Jahrelang galt die Gelsenkirchener Tochterfirma Electrical Steel im Thyssenkrupp-Konzern als Kandidat für eine Werksschließung oder einen Verkauf. Zu verlustreich war das Geschäft am Ruhrgebietsstandort. Im Wettbewerb mit Konkurrenten aus Asien hatte Deutschlands größter Stahlkonzern schlechte Karten. Doch nun hat sich das Blatt gewendet, wie Georgios Giovanakis, der Geschäftsführer von Thyssenkrupp Electrical Steel berichtet. Die Produktion laufe auf Hochtouren. „Wir haben über Weihnachten gearbeitet, über Silvester, über Neujahr“, sagt Giovanakis und gibt damit ein Gefühl dafür, wie groß die Nachfrage aktuell ist.

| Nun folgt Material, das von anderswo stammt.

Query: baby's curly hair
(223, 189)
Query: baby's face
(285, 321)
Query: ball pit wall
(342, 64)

Thyssenkrupp Electrical Steel stellt Elektroband her, das unter anderem für Transformatoren beim Betrieb von Stromnetzen gebraucht wird. Giovanakis spricht von einem „Basiswerkstoff für die Energiewende“ – und damit sei Electrical Steel „wieder in der Erfolgsspur“. Das jahrelang angeschlagene Unternehmen aus Gelsenkirchen wird in der Duisburger Zentrale der Thyssenkrupp-Stahlsparte nun wieder in der Rubrik „Hidden Champion“ geführt. Die Potenziale seien groß, zumal das sogenannte kornorientierte Elektroband aus dem Ruhrgebiet nicht nur in Trafos von Stromnetzbetreibern, sondern auch in Ladesäulen für E-Autos und Elektromotoren zum Einsatz kommen kann.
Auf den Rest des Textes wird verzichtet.